Help, I'm ready to give up

These are three very distinct things.

As a programmer you will understand this simili.

Think of your .items files as your .h

Think of your .rules files as your .c

Think of the .sitemap as the user interface code which, if you are following MVC is separate.

So to turn around your question “In C why do I have to declare a bunch of stuff in a .h file and write functions in a .c file and what’s with all that code over there that runs the UI?” Its because they serve a different purpose.
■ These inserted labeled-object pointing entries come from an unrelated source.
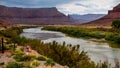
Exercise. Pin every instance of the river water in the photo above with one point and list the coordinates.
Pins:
(97, 51)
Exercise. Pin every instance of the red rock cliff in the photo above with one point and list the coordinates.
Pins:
(34, 15)
(107, 20)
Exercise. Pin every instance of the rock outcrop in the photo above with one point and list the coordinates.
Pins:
(4, 24)
(34, 15)
(107, 19)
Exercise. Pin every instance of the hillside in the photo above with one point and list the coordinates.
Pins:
(107, 19)
(4, 23)
(85, 18)
(42, 16)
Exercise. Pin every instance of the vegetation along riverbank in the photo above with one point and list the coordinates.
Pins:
(63, 54)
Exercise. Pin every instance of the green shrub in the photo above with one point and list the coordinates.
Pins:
(28, 57)
(18, 57)
(41, 58)
(18, 52)
(116, 24)
(2, 63)
(50, 62)
(14, 65)
(35, 63)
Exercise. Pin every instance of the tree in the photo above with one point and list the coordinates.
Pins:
(116, 24)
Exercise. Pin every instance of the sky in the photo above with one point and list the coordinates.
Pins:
(66, 6)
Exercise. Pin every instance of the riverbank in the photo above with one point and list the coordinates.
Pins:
(95, 34)
(63, 54)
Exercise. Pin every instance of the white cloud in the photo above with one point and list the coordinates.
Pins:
(88, 6)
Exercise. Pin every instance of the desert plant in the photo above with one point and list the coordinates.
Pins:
(116, 24)
(50, 62)
(35, 63)
(41, 58)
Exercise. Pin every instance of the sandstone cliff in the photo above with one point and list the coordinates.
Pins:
(107, 19)
(4, 24)
(34, 15)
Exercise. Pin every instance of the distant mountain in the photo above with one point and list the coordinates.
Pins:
(43, 16)
(85, 18)
(107, 19)
(4, 23)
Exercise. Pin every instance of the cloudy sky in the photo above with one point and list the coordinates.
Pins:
(66, 6)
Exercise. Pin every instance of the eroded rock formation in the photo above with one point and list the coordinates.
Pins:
(107, 19)
(34, 15)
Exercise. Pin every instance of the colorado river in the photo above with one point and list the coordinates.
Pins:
(96, 50)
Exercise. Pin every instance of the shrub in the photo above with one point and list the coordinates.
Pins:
(18, 52)
(28, 57)
(35, 63)
(41, 58)
(116, 24)
(2, 63)
(18, 57)
(50, 62)
(14, 65)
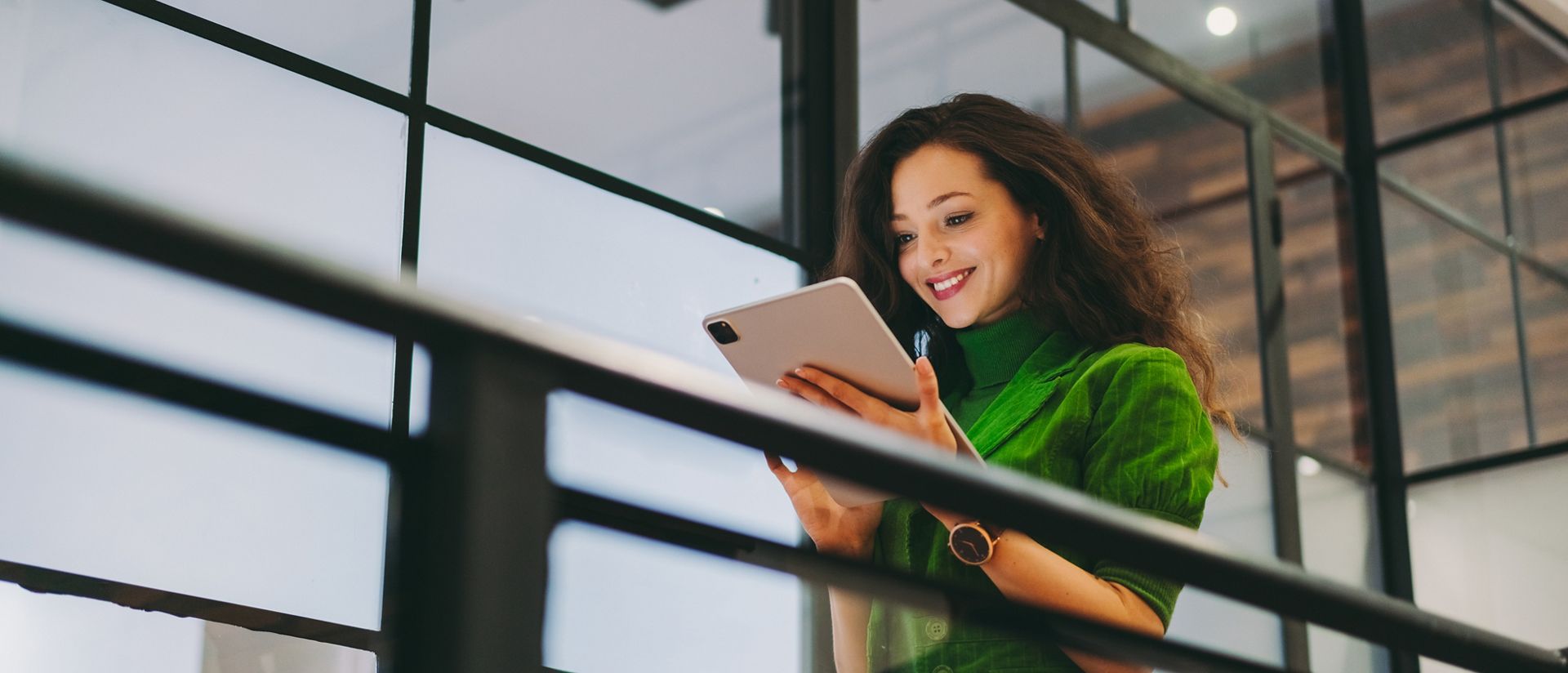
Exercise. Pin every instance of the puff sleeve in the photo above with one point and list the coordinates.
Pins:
(1152, 449)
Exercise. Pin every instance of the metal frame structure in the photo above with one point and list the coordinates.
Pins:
(477, 504)
(819, 115)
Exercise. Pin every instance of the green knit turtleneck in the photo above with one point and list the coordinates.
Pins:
(993, 355)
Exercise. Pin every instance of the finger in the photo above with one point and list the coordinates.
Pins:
(814, 394)
(930, 394)
(864, 405)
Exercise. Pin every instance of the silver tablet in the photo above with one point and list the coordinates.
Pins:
(830, 327)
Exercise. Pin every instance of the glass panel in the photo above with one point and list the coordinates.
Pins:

http://docs.openhab.org/concepts/index.html
http://docs.openhab.org/tutorials/migration.html#new-concepts-things-and-channels

If you are coming from OH 1, Things and Channels replace the config stuff you used to put between { }. This needed to be abstracted to enable autodiscovery and management of everything through the UIs.

How would you propose to mix the functionality across them? For example, create behavior that triggers based on events from multiple sources? If all my zwave stuff is stuck located together, how can I let ym zwave stuff control my MQTT stuff and vise versa?

The primary reason d’etre of OH is to act as a kind of universal translator between multiple (over 150 at this point) technologies and APIs. As such it used the common architecture of layers of abstraction. If you compare it to the OSI networking model you will find a lot of parallels.

Application  Sitemap
Presentation Sitemap
Session      Rules
Transport    Items
Network      Channels   
Data         Bindings/Things
Physical     Dongles/APIs

Obviously the simili above is not perfect but I hope it is at least illustrative. These things build upon each other and the layers of abstraction allow, for example, Rules to work with any Item with no knowledge of what that Item represents nor how that Item communicates with the device it represents.

This is in the works and one of the main reasons for the Experimental Rules Engine.

And this is what the Experimental Rules Engine is intending to create. However, even with this you will still have a layer of abstraction between Items and Rules because a Rule should not know nor care what technology or device an Item is attached to.